2. In a medium saucepan, bring water to boil. Add salt, sugar, garlic, and peppercorns, stirring continuously until eveything is dissolved. Remove from heat and add apple cider. Set aside to cool. After brine is cool, add grape juice.

3. Combine brine and loin in a resealable plastic storage bag. Place bag into a baking dish and refrigerate overnight.

STUFFING:

1. Load the wood tray with one small handful of wood chips and preheat smoker to 225 degrees.

2. Remove loin from brine and place flat on a cutting board. Lightly salt and pepper and set side.

3. In a large skillet, heat olive oil; add the onion and cook until translucent. Add ground pork, sage, fennel seeds, rosemary, basil, thyme, salt, pepper garlic, and pine nuts. Cook untl mixture is lightly browned, then remove from heat and set aside to cool. Once cooled, add beaten eggs and mix well.

4. Spread the mixture over the pork loin, leaving 1/2 inch edge clean on all sides.

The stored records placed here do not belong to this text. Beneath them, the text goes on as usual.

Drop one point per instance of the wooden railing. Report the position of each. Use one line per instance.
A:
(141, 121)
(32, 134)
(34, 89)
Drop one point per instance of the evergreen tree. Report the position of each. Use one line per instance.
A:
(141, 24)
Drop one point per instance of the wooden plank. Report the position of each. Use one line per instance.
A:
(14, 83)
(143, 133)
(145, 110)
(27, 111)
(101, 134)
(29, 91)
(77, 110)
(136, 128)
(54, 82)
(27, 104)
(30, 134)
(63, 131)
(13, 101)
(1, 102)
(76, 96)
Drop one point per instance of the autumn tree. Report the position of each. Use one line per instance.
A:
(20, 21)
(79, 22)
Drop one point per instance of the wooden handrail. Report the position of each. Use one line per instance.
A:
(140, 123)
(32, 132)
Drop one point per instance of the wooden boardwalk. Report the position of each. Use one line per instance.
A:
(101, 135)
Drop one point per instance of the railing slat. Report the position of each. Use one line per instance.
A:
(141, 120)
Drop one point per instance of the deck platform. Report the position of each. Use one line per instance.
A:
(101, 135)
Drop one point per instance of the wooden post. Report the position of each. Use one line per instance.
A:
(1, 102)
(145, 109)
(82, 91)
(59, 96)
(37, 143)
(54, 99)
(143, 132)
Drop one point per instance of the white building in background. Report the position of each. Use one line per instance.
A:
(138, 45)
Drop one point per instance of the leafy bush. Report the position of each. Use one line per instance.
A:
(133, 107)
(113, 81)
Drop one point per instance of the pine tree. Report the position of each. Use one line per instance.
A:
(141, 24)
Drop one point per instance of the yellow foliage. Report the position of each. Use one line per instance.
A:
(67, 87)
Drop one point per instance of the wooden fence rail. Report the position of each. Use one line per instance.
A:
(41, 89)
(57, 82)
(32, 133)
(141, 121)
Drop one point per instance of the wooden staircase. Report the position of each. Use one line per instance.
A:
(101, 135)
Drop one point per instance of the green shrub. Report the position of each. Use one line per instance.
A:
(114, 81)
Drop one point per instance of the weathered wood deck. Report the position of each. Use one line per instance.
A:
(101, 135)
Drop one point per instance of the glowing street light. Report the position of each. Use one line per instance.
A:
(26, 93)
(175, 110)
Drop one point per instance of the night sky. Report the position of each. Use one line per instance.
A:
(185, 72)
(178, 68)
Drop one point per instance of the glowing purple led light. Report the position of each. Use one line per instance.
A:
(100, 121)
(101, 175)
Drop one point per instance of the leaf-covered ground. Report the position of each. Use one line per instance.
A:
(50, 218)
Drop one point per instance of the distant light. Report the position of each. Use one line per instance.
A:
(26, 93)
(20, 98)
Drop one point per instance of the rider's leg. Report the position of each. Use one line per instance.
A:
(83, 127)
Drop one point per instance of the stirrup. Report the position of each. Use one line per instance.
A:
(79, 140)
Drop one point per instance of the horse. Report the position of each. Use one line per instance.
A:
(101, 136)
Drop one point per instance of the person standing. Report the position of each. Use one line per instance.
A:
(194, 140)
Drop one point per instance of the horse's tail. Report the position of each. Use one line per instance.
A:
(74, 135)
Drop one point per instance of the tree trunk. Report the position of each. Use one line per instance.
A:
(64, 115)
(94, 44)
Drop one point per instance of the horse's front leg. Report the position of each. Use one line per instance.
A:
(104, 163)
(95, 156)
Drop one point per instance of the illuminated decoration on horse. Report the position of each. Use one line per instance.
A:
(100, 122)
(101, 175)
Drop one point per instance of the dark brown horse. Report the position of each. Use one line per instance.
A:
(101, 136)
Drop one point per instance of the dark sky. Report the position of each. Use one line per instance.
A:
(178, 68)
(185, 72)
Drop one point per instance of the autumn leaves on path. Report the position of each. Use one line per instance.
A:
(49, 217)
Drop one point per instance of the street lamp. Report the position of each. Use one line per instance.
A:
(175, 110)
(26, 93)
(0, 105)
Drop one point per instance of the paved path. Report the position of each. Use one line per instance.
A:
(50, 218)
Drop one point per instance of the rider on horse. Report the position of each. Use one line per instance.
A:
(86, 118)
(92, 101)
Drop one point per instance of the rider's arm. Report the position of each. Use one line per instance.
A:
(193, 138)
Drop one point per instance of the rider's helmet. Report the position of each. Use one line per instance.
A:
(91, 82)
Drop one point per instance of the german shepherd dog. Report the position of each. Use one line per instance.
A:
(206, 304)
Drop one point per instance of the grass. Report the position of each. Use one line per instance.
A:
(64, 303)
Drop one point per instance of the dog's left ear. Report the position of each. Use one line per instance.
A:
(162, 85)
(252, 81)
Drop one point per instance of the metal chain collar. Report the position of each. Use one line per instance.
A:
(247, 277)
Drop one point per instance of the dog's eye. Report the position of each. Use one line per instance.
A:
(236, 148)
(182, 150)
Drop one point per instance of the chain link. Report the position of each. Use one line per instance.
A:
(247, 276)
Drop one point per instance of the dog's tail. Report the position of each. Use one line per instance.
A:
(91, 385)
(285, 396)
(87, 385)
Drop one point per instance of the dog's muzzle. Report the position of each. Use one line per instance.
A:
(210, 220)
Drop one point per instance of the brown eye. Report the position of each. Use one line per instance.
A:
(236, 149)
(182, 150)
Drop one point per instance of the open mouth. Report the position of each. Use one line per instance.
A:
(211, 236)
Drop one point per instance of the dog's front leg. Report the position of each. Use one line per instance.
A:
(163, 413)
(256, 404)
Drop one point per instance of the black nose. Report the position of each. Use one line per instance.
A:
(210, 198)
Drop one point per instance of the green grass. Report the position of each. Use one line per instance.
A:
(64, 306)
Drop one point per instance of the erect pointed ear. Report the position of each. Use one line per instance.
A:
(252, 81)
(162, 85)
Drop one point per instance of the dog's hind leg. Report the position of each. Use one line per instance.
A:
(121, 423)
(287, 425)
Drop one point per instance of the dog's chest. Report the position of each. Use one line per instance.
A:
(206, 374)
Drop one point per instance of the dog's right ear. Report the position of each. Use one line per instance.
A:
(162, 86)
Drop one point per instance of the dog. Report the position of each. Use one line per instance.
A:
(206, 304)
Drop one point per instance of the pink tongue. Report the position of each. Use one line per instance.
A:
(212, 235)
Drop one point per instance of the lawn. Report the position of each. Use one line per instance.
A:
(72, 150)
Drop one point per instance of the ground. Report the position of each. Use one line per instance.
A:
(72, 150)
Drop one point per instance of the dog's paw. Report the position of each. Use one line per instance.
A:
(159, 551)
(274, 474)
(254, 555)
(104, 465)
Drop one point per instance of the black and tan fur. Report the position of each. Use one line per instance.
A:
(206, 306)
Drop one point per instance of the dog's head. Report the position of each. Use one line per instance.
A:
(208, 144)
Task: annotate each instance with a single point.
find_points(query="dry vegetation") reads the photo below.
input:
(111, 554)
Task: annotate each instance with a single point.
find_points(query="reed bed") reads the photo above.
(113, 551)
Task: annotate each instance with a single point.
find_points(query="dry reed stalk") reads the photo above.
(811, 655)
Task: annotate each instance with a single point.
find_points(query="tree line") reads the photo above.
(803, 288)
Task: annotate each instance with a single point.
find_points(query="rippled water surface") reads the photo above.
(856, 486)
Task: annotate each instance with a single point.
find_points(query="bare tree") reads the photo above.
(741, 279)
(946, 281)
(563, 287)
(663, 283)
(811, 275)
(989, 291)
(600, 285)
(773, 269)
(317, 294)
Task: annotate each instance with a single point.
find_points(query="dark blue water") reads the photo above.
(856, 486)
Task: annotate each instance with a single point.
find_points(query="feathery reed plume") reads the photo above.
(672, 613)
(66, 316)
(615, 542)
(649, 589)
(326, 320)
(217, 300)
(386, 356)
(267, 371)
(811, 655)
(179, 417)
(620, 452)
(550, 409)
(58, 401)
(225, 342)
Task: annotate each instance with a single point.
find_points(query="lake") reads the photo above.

Roll the meat like a jelly roll. Tie with butcher's twine and place in the middle rack of the smoker. Smoke at 225 degrees, adding additional wood each hour, until internal temperature reaches 160 degrees, approximately 2 hours. Remove and allow to rest for 10 to 20 minutes before serving.

FIERY ROASTED RED PEPPERS (Optional)

1. In a medium-sized mixing bowl, combine peppers, sugar, pepper flakes, and garlic. Cover and let stand overnight at room temperature before serving.